2

I have a list of multi-row strings. I want to match first rows of those strings if they start with a variable number of digits NOT immediately followed by a period.

For example, a list might be

list = ["42. blabla \n foo", "42 blabla \n foo", "422. blabla \n foo"]

and my desired output would be 42 blabla.

This code

import re 

list = ["42. blabla \n foo", "42 blabla \n foo", "422. blabla \n foo"]

regex_header = re.compile("^[0-9]+(?!\.).*\n")

for str in list:
    print(re.findall(regex_header, str))

outputs

['42. blabla \n']
['42 blabla \n']
['422. blabla \n']

This one works only with exactly two digits in the beginning of the string:

import re 

list = ["42. blabla \n foo", "42 blabla \n foo", "422. blabla \n foo"]

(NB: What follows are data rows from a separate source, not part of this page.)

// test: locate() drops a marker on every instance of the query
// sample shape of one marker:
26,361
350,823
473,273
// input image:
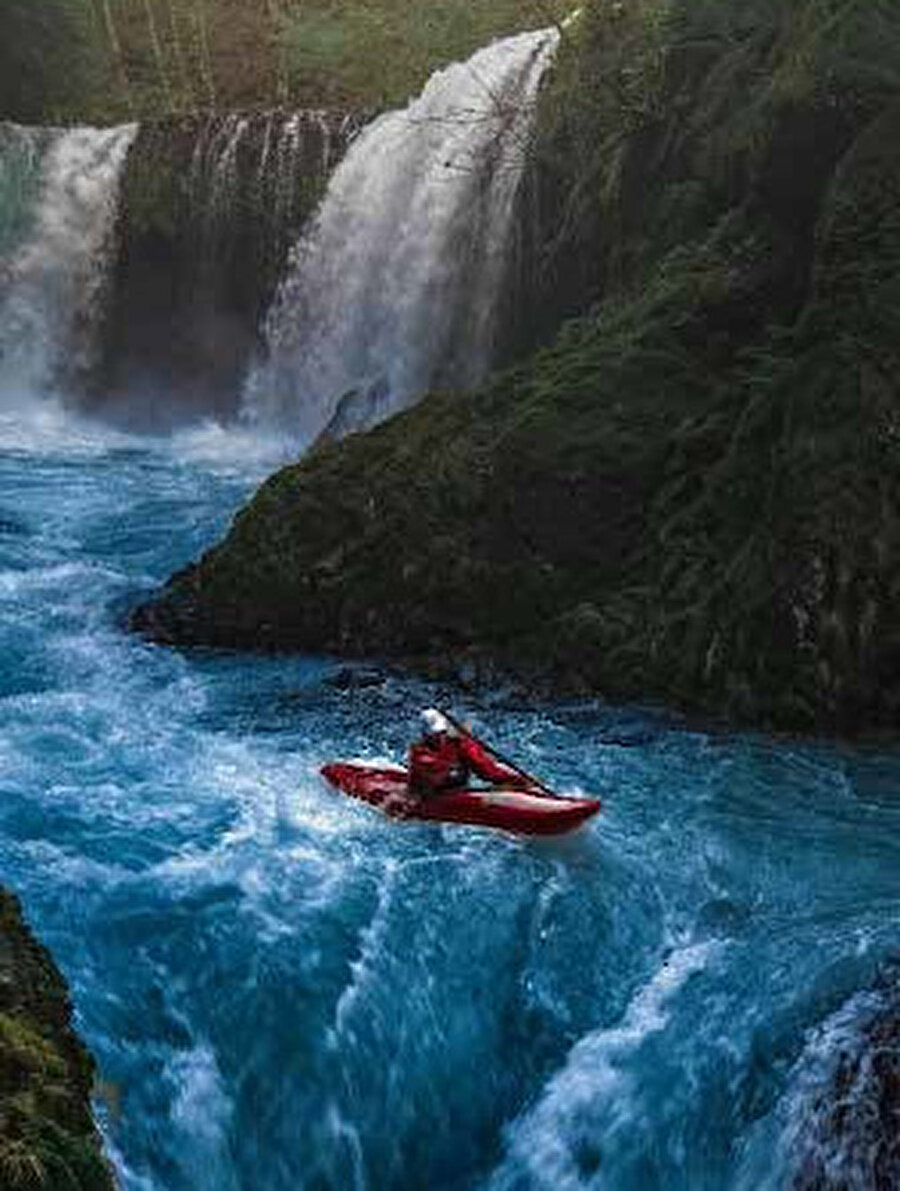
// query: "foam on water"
289,992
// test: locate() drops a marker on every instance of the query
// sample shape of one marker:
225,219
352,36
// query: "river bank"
48,1138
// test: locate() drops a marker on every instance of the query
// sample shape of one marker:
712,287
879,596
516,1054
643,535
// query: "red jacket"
444,762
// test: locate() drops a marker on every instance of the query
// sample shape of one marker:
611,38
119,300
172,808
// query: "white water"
52,287
394,287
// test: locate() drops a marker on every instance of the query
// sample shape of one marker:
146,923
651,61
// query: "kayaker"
445,758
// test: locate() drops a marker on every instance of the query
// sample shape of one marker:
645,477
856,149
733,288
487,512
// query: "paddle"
504,760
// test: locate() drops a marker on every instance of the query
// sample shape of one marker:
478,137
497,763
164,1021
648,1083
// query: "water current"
287,992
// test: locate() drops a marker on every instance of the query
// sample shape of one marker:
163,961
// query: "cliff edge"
48,1139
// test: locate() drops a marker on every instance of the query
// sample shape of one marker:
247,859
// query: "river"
287,992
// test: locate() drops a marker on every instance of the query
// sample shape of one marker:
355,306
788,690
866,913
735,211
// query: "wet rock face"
48,1138
852,1142
692,494
210,210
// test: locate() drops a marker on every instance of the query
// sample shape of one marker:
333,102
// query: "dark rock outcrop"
48,1139
211,206
692,492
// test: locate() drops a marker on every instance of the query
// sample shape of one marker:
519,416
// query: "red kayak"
526,811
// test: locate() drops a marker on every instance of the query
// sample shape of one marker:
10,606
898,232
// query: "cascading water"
54,279
394,287
212,206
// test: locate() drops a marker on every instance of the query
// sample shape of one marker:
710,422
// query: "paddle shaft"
499,756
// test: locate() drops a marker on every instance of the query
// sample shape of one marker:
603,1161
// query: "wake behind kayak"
526,811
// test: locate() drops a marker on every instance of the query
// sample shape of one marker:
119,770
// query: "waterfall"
54,275
212,206
394,286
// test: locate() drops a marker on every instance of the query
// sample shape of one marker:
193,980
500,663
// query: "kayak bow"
524,811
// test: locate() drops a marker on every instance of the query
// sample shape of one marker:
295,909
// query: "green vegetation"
106,61
48,1141
691,492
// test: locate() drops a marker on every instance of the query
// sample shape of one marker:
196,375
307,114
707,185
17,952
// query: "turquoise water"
287,992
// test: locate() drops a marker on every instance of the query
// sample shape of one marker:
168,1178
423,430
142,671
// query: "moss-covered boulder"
691,493
48,1139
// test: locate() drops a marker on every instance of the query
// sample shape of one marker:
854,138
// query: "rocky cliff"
691,492
48,1139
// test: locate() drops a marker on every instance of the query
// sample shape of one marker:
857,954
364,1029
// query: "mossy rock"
48,1139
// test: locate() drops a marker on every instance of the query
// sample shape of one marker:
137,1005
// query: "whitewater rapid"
287,992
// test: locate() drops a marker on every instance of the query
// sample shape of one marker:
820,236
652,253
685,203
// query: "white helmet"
436,722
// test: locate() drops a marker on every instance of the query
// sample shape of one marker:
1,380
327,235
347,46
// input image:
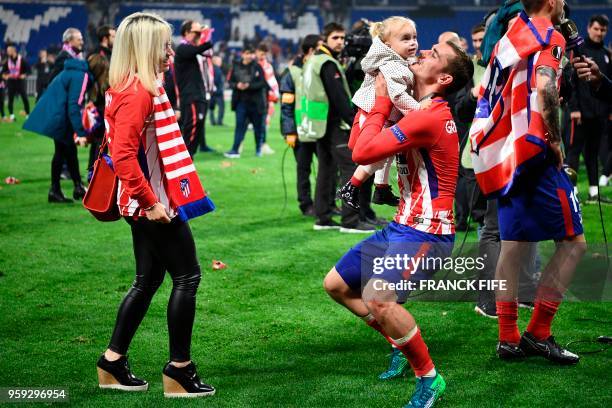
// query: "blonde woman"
159,191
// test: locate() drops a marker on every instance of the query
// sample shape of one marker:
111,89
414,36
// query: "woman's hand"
381,86
157,213
425,104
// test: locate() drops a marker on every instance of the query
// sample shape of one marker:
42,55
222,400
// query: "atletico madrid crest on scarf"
508,133
182,183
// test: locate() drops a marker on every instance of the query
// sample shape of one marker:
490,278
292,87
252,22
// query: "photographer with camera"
588,114
291,116
190,84
328,115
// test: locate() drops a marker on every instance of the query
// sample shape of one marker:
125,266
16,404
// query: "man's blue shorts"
541,206
363,261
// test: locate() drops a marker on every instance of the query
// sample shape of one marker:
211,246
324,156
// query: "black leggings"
157,248
64,153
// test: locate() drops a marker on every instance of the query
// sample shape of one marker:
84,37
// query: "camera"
358,42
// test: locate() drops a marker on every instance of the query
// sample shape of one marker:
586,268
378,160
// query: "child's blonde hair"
140,44
381,29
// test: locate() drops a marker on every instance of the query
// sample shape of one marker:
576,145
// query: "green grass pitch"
266,334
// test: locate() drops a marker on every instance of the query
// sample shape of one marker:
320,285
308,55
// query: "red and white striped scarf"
14,67
508,133
181,182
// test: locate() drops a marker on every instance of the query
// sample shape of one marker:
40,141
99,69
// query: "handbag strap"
102,147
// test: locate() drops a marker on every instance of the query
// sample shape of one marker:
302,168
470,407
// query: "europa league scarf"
182,184
507,133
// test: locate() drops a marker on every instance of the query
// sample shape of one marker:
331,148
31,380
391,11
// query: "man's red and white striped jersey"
426,146
130,129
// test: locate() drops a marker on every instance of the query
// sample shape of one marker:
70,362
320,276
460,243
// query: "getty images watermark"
408,266
445,272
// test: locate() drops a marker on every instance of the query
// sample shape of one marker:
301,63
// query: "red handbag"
101,197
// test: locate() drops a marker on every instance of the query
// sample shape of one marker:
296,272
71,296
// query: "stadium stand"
33,26
271,23
217,17
431,22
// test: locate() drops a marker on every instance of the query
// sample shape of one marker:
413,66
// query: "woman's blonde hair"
139,47
98,66
381,29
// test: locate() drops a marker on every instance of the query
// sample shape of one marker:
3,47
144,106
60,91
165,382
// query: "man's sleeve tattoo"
550,108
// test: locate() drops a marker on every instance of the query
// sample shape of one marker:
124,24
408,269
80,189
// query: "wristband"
150,208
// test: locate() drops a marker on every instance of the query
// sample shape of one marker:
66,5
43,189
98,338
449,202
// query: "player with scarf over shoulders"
159,190
515,139
426,147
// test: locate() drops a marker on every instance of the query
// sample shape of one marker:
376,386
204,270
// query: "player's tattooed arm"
548,100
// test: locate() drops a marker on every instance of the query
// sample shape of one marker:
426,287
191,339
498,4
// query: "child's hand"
425,104
381,86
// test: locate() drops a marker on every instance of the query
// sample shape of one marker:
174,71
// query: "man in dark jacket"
291,94
588,114
332,148
72,48
248,101
216,99
58,115
14,71
589,71
43,68
106,38
191,92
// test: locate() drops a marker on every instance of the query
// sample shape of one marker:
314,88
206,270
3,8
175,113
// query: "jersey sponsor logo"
397,132
451,127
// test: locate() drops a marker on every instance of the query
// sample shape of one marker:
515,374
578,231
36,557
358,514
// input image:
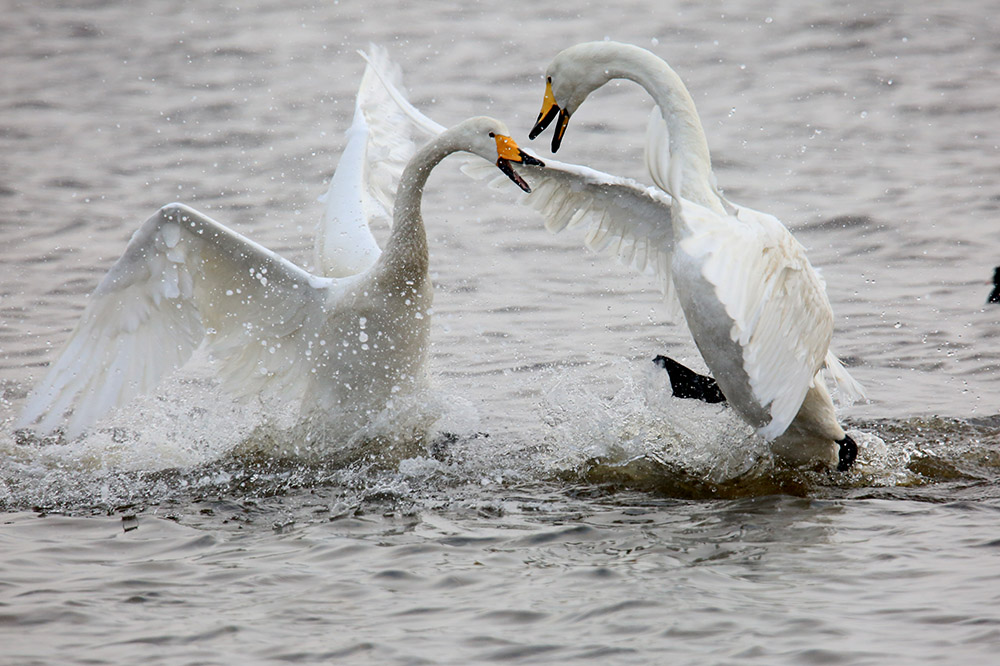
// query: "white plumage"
756,308
340,344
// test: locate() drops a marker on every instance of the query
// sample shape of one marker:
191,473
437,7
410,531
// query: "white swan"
756,308
345,344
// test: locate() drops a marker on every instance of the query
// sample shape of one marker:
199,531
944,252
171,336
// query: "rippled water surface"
561,506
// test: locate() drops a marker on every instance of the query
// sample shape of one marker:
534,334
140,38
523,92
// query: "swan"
755,306
343,345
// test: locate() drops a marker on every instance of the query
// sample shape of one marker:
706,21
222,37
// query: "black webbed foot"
687,383
995,294
848,453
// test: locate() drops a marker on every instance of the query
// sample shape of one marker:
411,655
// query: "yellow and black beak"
507,152
548,113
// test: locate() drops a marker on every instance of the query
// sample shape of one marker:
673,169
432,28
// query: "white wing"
780,313
363,187
618,213
183,277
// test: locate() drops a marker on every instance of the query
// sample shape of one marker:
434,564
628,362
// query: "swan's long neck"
405,252
687,138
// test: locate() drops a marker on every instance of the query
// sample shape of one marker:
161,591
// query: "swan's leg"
848,453
687,383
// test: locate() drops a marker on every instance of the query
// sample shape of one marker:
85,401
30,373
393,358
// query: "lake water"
562,507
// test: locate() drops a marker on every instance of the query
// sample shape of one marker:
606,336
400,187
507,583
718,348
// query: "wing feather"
183,277
777,303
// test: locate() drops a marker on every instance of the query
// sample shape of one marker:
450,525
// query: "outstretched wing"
363,187
777,302
182,277
617,214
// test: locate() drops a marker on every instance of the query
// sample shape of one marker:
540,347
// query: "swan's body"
756,308
340,345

regex_header = re.compile("^[0-9]{2}(?!\.).*\n")

for str in list:
    print(re.findall(regex_header, str))

Output:

[]
['42 blabla \n']
['422. blabla \n']
Sal
  • 103
  • 1
  • 4

2 Answers2

2

You need (?![.\d]) lookahead:

r"^\d+(?![.\d])"

See the regex demo. Details:

  • ^ - start of string
  • \d+ - 1+ digits
  • (?![.\d]) - no dot and any other digits are allowed to the right of the current location.

See the Python demo:

import re 
l = ["42. blabla \n foo", "42 blabla \n foo", "422. blabla \n foo"]
regex_header = re.compile(r"^[0-9]+(?![.\d])")
for s in l:
    if (regex_header.search(s)):
        print(s)
# => "42 blabla \n foo"
Wiktor Stribiżew
  • 607,720
  • 39
  • 448
  • 563
  • Just wondering re the `.` inside the `[ ]` -- do we not need to escape it here to `\.`? I don't quite understand why `\d` works as expected in the brackets, while things seem to be different for the `.`? Thanks! – patrick Jul 05 '19 at 16:55
  • 2
    @patrick Inside a character class, only ``\``, `-`, `^` and `]` should be escaped. The rest is treated as literal chars. `[.]` = `r'\.'`. See [What special characters must be escaped in regular expressions?](https://stackoverflow.com/a/400316/3832970) – Wiktor Stribiżew Jul 05 '19 at 16:58
0

My guess is that maybe this might be what we might want to output:

import re 

list = ["42. blabla \n foo", "42 blabla \n foo", "422. blabla \n foo"]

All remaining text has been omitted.